3. Select Expression Data
Extracts the gene_id column and FPKM values across developmental stages (M1–M8).
4. Handle Missing Values
Uses SimpleImputer with the median strategy to replace missing values in the dataset.
5. Normalize Data
Standardizes FPKM values using StandardScaler (mean = 0, standard deviation = 1).
6. Summarize Expression Profiles
Computes mean normalized FPKM values across all stages.
7. Data Visualization
I. KDE plot of mean normalized expression values.
II. Line plot showing mean expression across stages.
III. Scatter plot of normalized values.
8. Focus on Flowering Time Genes
Defines a list of genes of interest related to flowering time.
Filters the dataset to extract and visualize their expression patterns.

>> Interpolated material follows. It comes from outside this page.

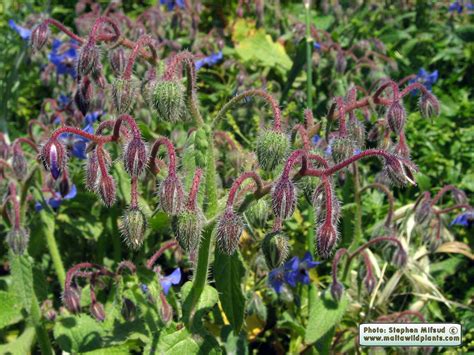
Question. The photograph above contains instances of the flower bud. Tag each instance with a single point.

9. Expression Profile Plot
Generates a line plot of flowering time gene expression across stages M1–M8, including markers, labels, and legends for clear interpretation.
Example Plots
I. KDE plot of normalized FPKM distribution
II. Line plot of mean gene expression across stages
III. Expression profile plot of selected flowering time genes
Requirements
-
Python 3.x
-
pandas
-
numpy
-
matplotlib
-
seaborn
-
scikit-learn
Install dependencies with:
pip install -r requirements.txt
Usage
Place your genes.fpkm_tracking file in the working directory.
Update the list of genes_of_interest in the script.
Run the script:
python flowering_time_analysis.py
View the generated plots for insights into flowering time gene expression patterns.
Summary
This project provides a reproducible pipeline to:
Clean and normalize RNA-seq expression data
Explore global expression trends
Visualize specific gene expression profiles across developmental stages
It can be easily adapted to study other gene sets or biological processes.